Craig Hebert (National Wildlife Research Center in Ottawa, Canada) and his team analyzed 25 years of data on the gulls and found that throughout the Great Lakes region, the birds were in poor health in many areas. Tests of their fatty acids showed an increase in the type of transfat that mostly comes from food produced by humans.
"It seems that the birds are being forced to make a dietary shift from fish to terrestrial food, including garbage," says Hebert.
Although no one is certain why the birds are eating more garbage, evidence points to fish stocking. When exotic salmon and trout have been added to the waters, the birds seem to be out competed for their favorite prey of smaller fish, such as alewifes.
Herring gulls, which differ from the ring necked gulls that often populate American beaches and parking lots, are by no means endangered.

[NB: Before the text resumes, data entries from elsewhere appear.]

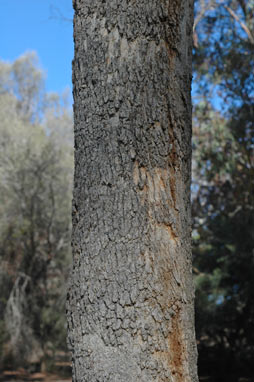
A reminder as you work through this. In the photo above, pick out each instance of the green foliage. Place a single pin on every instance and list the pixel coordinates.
(36, 166)
(223, 191)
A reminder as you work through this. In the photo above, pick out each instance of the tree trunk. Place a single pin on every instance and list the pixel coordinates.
(130, 300)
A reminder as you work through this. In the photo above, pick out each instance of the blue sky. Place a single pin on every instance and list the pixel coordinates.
(39, 25)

But the birds have long been used as monitors of environmental conditions on the Laurentian Great Lakes. Their eggs are collected annually and analyzed for insights into how the region's food webs are changing.
Gulls are top predators in this system. When fish are unavailable, the birds turn to land instead for their foraging. When given a choice between prey fish and garbage, the birds readily chose the fish. Thus scientists assume that they only eat garbage when the prey fish numbers are low.

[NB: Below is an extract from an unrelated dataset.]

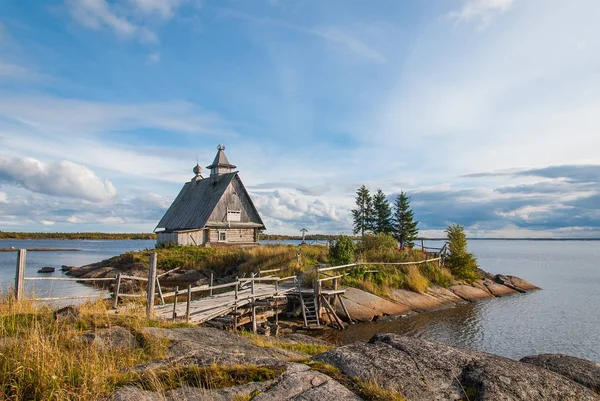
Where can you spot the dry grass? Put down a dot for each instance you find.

Prey fish in the Lake have been declining since 1980. Although multiple factors may be at play, predation by piscivorous fish appears to be the one factor that was universally important across all five Great Lakes because of massive fish stocking. The stocking was done to create recreational activities, and to reduce populations of exotic prey fish in the hope of restoring populations of native fishes.
"The effects on other species that are more closely tied to the water, such as terns, may be more severe," says Hebert. "Those kinds of birds can only eat fish, so their diet may be affected by this, too. They don't have the option of eating food found on land." Ecological Society of America. May 2008.